Nêumanne, no entanto, alertou que o problema não está apenas em outros países e nem tão longe quanto muitos pensam. Relatou que sua esposa é professora na periferia de João Pessoa (PB) e que um de seus alunos sumiu da escola por algum tempo, se escondendo dos traficantes locais, segundo relatos. Quando o estudante reapareceu, havia tido suas mãos deformadas pelos criminosos.
O ético é a favor da vida
O jornalista também abordou o caso do linchamento de uma mulher no Guarujá. “É um ato de barbárie totalmente incompreensível. Um ato terrorista”, recriminou. Contou, ainda, que está acontecendo algo ainda pior: os traficantes da região estão assassinando os agressores, porque o caso atraiu a polícia para a região e está atrapalhando os negócios.

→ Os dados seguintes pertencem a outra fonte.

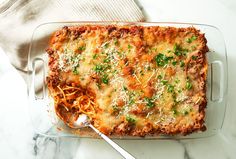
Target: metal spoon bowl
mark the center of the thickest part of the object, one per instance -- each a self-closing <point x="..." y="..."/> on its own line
<point x="84" y="121"/>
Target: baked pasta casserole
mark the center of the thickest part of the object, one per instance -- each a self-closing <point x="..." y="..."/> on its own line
<point x="130" y="80"/>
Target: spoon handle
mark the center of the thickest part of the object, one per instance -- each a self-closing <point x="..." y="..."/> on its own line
<point x="124" y="153"/>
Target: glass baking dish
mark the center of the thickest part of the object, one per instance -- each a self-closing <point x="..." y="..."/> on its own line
<point x="42" y="113"/>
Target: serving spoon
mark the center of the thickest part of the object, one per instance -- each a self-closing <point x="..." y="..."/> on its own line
<point x="84" y="121"/>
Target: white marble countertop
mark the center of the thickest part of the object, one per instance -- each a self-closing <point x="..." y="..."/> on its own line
<point x="18" y="140"/>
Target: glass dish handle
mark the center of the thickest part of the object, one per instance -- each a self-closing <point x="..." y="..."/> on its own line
<point x="38" y="89"/>
<point x="217" y="81"/>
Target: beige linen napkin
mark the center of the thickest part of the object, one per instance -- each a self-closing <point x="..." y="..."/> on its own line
<point x="18" y="18"/>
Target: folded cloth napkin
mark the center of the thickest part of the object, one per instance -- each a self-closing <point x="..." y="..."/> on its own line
<point x="18" y="18"/>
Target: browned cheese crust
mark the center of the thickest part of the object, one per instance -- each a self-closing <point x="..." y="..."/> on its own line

Isto, segundo Nêumanne, é uma combinação terrível de Lei de Talião – “olho por olho, dente por dente” – e do primado do negócio sobre o indivíduo, no qual o traficante, que já pratica uma atividade ilegal, considera suas vendas mais importantes que a vida dos demais. “É muito fácil identificar o que é ético ou não. O que é ético é a favor da vida. O que não é ético é a favor da morte”, definiu.
Antes de abrir espaço para as perguntas da plateia, comentou também sobre a falta de ética no cotidiano do cidadão comum, como o suborno a um guarda de trânsito, por exemplo, e de como isso influencia na sociedade. “Hoje, só temos condições de viver se colocarmos a vida em primeiro lugar. Não só a nossa, mas a do outro também”.
Perguntas
Questionado sobre a atuação ética e a relação entre o interesse do público e a privacidade no fazer jornalístico, o palestrante afirmou que considera que pessoas públicas escolhem ter sua vida devassada, exceto por alguns momentos de privacidade, e que enxerga com naturalidade quando a imprensa aborda temas sobre a vida particular destas pessoas.
Sobre a dificuldade de se trabalhar a ética na educação, tema levantado pela professora Hânia Pilan, falou que é uma missão quase impossível ser professor no Brasil. “Ao longo da minha carreira, aprendi que o maior problema do Brasil é a educação, do primário ao ministro. É um desafio muito complicado.”
“Hoje, a escola é o lugar onde se ‘desalfabetiza’ o aluno. Quem aprendeu alguma coisa em casa, desaprende na escola, principalmente na pública. Isto é muito triste”, lamentou. Após criticar as atuações dos governos PT e PSDB em relação à educação, respondeu à professora: “Não tenho nenhuma palavra consoladora para lhe dar”.
Perguntado por uma aluna sobre quais seriam os benefícios da Copa do Mundo para o país, Nêumanne rebateu prontamente: “Nada!”. A reação foi recebida com muitos aplausos pela plateia. Depois, falou que errou sua previsão sobre a Copa, pois conseguiram roubar ainda mais do que ele poderia imaginar e não haverá legado nenhum. “Sou Flamengo e ia muito ao Maracanã. Me sinto duplamente lesado: por terem derrubado o Maracanã e por terem gastado 1,3 bilhões para construir uma arena. É um estádio de b*”, reclamou.
Para encerrar, falou um pouco mais sobre a classe política brasileira, mas lembrou que os cidadãos também devem atuar eticamente para ajudar a melhorar a situação do país. “Não tem nenhum fdp ladrão lá que não foi colocado por nós”, frisou. “O Brasil somos todos nós!”